High population densities also lend themselves to making great fortunes.  The best CPA in Russell, Kansas will only have a very few well-off clients, while a CPA with no better ability in New York City might well have many wealthy clients.  A very good restaurant in Stilwell, Oklahoma, the Strawberry Capital of the World, with a population of 3,840 people, will make less money than will a restaurant of the same quality in many parts of Chicago or its suburbs.  The networking possibilities of a major metropolitan area and its financial institution advantages will lend themselves to extreme wealth creation for a least some people.  So, we cannot blame Democrats across the board for these advantages that contribute to income inequality, except where that networking is used to provide a greater than average influence to special interests over governments.  This is a big exception, because we know that this kind of pull is used to increase the fortunes of a few cronies at the expense of the many who have little or no such pull.

Among those who have no pull are those who live in the inner city and sometimes suburb school districts with notoriously bad decades-long Democrat control of the government-run schools.  These schools are run as holding pens for children, for the advantage of government employees who staff them and the labor unions that represent school employees, as indoctrination centers for the mythical wonders of Big Government, and very often for the advantage of cronies who provide excessively expensive services and goods to the school systems.

The child victims too commonly do not graduate from high school.  Those who do often read at the third grade level, cannot write a coherent sentence, and know nothing about history, economics, science, and math.  Wonder of wonders, these city school children commonly have little ability to earn decent incomes as adults.  Very high percentages cannot finds jobs.  Many turn to crime and/or become dependent on drugs and/or welfare programs.  All of these income depressing effects are aided and abetted by the Democrat-controlled governments.

The problems do not end here.  The cities are more likely to have severe licensing laws for professions and jobs, which greatly limit entry into these jobs.  Those who start poor are more likely to be kept from becoming more wealthy by these restrictions.  Cities also produce a plethora of regulations, which hit small businesses especially hard.  This makes it harder for a poor person to succeed by creating his own small business.  Democrat city governments commonly favor labor unions, whose members add to their income by depressing the income of larger numbers of non-union members.  Once again, the Big Government model adds to income inequality, this time by suppressing the income of the poor.

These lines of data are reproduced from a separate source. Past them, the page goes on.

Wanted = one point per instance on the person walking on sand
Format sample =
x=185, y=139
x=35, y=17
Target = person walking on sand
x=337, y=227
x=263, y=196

Yes, Democrats might be more concerned that income inequality is common in America because it is more common in their districts.  So, they make more of it.  But, their governmental principles, insofar as they have any, embrace many policies that make income inequality greater.  They increase the income of those favored by the government, who are commonly not those they imply are favored in their speeches aimed at the poor and minorities to gain their votes.  They depress the future and present incomes of the poor and the minorities they claim to champion.  The governments they control are not righting wrongs of the private sector.  They are not righting wrongs of the government sector. 

This will not change no matter how often they pose as champions of income equality, because the wrongs their Big Government model does are inevitable by the nature of Big Government's need to sustain itself.  In comparison, competition and individual choice are very effective in limiting any injustices created in the private sector.  In the Big Government model, the government sector is characterized by force and a disrespect for the individual.  That lack of respect for the individual reduces the probability of individuals increasing their wealth all across the spectrum of incomes, but seems to act as a more severe depressant of the incomes of the poor who have no real pull in Big Governments.